Casey Donovan chronology
| For You (2004) | Eye 2 Eye (2007) | Off the Grid & Somewhere in Between (2017) |

= Eye 2 Eye (EP) =

Eye 2 Eye is the debut extended play by Australian singer/songwriter Casey Donovan. The EP was self-produced and self-released and released on 28 November 2007 to a limited physical release, with only 2000 copies printed, and as of 5 December 2007 is available only through her Myspace. Plans are currently underway for a release through selected stores and online retailers, as well as international sales through US company CD Baby.
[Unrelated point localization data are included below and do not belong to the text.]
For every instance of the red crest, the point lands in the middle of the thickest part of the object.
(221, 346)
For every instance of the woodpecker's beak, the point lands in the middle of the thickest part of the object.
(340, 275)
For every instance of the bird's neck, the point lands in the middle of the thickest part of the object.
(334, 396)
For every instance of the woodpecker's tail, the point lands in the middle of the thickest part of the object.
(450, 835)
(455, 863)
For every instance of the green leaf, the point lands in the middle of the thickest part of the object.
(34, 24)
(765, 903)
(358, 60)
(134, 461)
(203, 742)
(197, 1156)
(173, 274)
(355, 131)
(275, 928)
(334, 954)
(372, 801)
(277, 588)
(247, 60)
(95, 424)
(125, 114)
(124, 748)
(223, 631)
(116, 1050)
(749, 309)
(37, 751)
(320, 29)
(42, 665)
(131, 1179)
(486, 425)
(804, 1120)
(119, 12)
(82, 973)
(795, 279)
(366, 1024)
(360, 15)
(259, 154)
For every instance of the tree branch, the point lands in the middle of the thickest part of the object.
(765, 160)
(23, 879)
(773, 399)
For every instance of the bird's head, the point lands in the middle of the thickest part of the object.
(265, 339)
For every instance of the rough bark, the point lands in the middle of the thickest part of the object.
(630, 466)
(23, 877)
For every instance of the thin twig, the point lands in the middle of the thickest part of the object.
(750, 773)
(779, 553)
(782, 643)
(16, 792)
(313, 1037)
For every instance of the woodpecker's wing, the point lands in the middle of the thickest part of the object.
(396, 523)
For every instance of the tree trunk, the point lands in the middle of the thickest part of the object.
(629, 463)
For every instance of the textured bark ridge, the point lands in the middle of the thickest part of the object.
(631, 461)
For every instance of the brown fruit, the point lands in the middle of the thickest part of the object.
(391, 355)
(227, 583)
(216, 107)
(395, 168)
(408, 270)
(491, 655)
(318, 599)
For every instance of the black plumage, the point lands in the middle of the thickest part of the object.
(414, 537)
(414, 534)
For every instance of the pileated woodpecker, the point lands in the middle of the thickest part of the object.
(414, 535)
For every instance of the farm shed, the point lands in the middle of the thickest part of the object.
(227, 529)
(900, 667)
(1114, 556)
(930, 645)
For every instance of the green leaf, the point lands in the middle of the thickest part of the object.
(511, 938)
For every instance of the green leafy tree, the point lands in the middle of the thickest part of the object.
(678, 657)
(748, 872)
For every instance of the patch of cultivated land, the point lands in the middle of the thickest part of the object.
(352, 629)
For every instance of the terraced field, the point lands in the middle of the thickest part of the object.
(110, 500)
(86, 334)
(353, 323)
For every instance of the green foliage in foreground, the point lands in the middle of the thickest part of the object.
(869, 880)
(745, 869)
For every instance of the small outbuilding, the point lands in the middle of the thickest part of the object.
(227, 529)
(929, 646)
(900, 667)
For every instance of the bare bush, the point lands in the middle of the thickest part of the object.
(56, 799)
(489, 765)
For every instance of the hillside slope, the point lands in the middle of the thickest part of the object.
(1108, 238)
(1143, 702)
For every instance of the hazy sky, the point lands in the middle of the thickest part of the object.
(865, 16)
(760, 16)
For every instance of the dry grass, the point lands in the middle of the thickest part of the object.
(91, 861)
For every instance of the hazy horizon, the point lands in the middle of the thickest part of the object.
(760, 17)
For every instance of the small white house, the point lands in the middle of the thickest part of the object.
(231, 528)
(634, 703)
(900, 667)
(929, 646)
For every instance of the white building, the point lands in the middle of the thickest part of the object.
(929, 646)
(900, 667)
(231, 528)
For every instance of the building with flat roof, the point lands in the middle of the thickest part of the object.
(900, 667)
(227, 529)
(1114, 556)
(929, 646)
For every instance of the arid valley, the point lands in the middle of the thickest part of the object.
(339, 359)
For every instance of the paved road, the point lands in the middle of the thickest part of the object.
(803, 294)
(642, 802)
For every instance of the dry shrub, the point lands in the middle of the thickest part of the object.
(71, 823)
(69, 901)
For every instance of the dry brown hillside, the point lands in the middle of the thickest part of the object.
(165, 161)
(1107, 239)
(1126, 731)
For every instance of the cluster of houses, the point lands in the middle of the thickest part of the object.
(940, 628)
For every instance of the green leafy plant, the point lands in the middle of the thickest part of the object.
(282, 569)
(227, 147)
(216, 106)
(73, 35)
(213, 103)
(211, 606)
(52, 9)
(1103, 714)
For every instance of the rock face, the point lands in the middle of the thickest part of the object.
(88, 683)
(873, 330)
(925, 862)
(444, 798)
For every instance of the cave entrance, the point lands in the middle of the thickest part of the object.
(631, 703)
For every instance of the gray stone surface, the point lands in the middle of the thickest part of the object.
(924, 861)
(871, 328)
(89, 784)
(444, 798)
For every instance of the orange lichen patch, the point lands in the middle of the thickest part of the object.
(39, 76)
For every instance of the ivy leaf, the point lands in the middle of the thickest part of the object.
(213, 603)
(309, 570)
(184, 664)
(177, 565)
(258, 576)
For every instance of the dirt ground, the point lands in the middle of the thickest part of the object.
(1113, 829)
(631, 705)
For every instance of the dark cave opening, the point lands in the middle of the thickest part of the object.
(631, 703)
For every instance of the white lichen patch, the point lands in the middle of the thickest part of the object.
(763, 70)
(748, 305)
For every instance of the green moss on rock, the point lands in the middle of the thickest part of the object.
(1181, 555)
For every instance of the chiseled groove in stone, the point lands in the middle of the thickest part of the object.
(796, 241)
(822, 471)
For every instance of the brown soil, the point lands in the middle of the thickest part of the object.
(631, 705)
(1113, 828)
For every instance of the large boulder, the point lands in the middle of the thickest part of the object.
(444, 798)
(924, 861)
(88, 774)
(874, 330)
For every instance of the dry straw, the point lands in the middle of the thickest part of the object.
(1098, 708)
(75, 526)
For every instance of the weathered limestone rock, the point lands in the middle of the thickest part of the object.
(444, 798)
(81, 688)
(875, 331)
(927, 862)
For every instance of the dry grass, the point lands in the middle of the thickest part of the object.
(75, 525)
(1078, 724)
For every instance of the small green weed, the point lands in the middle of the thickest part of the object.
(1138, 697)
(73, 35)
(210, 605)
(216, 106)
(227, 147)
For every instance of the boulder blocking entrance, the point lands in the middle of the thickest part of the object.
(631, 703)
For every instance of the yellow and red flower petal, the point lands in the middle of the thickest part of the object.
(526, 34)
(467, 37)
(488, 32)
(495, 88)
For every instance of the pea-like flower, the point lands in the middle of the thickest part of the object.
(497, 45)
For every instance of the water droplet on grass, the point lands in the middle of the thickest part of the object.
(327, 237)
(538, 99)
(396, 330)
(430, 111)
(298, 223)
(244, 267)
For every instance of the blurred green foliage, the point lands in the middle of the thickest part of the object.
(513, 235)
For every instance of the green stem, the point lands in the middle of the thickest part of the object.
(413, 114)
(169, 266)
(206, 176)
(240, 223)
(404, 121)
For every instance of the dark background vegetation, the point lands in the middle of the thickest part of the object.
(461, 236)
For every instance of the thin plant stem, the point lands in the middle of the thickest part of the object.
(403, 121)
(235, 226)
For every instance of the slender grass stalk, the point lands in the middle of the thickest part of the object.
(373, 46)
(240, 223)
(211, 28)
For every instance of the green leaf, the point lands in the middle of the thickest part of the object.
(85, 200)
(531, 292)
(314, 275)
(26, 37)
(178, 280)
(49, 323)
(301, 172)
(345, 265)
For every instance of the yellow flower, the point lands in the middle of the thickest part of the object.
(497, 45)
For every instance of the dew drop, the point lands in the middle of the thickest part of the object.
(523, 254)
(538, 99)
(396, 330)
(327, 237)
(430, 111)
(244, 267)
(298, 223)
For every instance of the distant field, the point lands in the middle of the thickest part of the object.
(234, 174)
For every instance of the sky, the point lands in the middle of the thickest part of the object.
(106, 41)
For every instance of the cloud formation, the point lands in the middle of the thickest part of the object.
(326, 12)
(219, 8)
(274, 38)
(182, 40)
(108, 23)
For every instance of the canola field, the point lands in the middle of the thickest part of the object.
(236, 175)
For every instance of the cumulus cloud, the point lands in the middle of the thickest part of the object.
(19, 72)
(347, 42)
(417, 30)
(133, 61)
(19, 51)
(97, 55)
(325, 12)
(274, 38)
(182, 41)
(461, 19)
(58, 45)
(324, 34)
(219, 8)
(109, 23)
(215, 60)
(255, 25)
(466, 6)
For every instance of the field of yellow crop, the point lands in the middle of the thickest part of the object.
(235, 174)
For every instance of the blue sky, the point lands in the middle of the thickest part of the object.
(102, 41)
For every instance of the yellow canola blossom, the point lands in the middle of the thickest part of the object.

In June 2008 the EP was also released on iTunes Australia, as well as International iTunes Stores, including the US and UK. As of 27 August 2015, CD Baby officially posted YouTube videos for each song from Eye 2 Eye as a playlist.

==Track listing==
1. "Shattered" – 3:11
2. "Help Me" – 4:09
3. "Did It Again" – 3:02
4. "Eye 2 Eye" – 4:08

==Charts==
As Donovan released the EP exclusively through her Myspace page, the EP was not eligible to chart on the official Australian Albums Chart.